La Chine est encore plus que tout ce que j'avais pu imaginer... et on en voit si peu.
Nous n'avons pas vu le soleil depuis notre arrivée, mais ce n'est pas grave, car tout est si beau ici. Nous aimerions bien que tu sois avec nous pour partager ce magnifique voyage. Nous essaierons de t'envoyer une ou deux photos dès que nous le pourrons.
Mes coups de coeur à date: Xi'an, la Grande Muraille, la rivière Li et sa région, les gens si sympathiques, les chants et toutes les activités du peuple dans les parcs... et j'en passe. Je raffole.

Amitiés,
(signé) Robert (Guay) 

P.S. Pourrais-tu essayer de demander à Transasie les coordonnées de notre guide de Xi'an, Sandrine, et de me les faire parvenir bien entendu ... j'ai vécu une belle aventure avec elle (ne pas fabuler ici), que je prendrai plaisir à te raconter dès mon retour.

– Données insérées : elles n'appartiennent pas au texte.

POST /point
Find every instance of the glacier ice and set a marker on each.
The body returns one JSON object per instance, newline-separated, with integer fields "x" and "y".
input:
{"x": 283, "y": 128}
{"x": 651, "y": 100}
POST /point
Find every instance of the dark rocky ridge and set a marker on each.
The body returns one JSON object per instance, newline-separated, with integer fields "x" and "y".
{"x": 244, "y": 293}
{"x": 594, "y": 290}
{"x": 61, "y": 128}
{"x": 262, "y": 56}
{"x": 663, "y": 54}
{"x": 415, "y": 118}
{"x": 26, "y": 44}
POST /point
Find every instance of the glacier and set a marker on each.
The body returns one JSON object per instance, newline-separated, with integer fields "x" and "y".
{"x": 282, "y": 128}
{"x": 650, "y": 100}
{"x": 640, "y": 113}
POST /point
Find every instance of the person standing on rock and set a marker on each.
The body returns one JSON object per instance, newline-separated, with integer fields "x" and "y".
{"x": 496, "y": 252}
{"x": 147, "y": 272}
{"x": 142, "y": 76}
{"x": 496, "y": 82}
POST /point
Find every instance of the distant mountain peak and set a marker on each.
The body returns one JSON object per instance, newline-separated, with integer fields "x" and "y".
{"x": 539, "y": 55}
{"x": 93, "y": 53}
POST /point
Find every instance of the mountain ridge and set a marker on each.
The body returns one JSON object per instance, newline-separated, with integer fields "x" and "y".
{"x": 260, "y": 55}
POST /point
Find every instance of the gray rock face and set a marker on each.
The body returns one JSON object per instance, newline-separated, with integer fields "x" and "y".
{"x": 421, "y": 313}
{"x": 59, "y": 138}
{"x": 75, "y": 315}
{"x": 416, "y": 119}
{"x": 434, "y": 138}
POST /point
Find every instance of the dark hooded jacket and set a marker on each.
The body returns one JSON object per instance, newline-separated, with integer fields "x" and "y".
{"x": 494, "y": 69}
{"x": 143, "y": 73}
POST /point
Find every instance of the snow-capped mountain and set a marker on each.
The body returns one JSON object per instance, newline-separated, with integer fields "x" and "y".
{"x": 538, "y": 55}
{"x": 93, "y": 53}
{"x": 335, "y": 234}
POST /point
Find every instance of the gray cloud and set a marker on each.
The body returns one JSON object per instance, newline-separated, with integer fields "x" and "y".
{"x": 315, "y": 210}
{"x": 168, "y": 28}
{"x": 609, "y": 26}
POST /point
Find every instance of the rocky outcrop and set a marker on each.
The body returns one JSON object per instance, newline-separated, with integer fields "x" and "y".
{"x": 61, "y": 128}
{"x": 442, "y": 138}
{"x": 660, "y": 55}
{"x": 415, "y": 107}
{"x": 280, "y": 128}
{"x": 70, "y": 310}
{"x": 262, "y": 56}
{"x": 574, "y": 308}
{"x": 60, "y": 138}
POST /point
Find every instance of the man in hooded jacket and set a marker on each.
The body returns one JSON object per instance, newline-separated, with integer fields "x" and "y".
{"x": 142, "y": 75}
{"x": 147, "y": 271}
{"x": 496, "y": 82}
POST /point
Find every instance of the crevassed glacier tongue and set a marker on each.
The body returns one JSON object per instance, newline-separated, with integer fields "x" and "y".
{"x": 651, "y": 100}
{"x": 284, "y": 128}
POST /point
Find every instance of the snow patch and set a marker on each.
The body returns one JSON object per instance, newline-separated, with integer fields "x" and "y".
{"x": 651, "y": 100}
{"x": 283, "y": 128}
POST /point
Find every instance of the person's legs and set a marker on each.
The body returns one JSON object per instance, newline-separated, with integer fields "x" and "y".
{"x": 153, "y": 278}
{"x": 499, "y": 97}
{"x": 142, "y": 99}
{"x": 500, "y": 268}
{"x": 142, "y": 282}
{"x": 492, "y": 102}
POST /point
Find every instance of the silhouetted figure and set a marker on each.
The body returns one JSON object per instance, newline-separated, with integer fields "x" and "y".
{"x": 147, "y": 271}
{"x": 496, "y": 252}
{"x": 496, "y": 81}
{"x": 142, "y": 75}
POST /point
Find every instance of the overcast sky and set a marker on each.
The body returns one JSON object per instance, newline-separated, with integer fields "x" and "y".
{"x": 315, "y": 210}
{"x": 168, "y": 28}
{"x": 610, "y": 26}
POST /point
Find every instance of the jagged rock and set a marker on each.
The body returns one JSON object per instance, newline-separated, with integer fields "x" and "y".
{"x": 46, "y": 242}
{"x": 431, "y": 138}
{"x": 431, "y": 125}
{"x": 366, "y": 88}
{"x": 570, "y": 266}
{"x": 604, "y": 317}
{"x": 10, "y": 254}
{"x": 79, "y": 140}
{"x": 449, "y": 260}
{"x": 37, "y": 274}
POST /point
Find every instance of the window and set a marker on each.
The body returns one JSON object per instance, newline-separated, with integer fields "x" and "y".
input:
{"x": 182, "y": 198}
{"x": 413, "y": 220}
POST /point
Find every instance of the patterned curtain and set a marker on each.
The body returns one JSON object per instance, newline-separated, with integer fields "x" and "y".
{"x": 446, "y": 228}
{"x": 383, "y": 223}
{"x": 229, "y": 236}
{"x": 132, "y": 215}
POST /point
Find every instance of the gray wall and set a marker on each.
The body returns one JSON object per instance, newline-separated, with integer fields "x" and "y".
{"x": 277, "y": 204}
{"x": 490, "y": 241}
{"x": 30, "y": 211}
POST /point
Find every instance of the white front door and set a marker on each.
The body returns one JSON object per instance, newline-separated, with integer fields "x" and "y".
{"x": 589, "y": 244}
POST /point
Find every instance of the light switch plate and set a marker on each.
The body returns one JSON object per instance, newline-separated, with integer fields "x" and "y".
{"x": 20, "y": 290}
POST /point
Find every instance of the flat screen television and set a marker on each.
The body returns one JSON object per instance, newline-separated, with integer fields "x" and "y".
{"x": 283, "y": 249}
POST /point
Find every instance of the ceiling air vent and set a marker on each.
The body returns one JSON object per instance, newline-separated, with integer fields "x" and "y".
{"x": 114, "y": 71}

Je suis aux petits oiseaux. Je transmets la bonne nouvelle au vieil ami Pierre Saint-Louis -- qui a bien dû prendre trois semaines avant de me confirmer que sa grande fille avait bel et bien reçu le Tintin et le Québec d'Yves Demers (que j'ai entre temps pu saluer en personne au Salon du livre de la place Bonaventure). Toujours critique envers son pays d'adoption où il survit depuis plus de 30 ans, mon camarade pékinois-montréalais réplique par une boutade sur sa Chine gros rouge: «Si y sont si contents, c'est qui ont rien vu.» Hahaha!

Le 9 décembre, je rapporte à Olivier Wang:

Hier, j'ai passé plusieurs heures avec mes amis du groupe de Robert Beaudoin chez Robert Guay. C'était notre première rencontre après leur retour de Chine. Tous ont été unanimes à me dire qu'ils ont fait un merveilleux voyage avec Transasie. Grâce à mon expérience d'accompagnateur, je leur ai posé plusieurs questions sur les hôtels, les repas, les guides, les transports, les visites et l'organisation en général. Dans les détails et à chaque sujet, ils m'ont exprimé leur vive satisfaction. 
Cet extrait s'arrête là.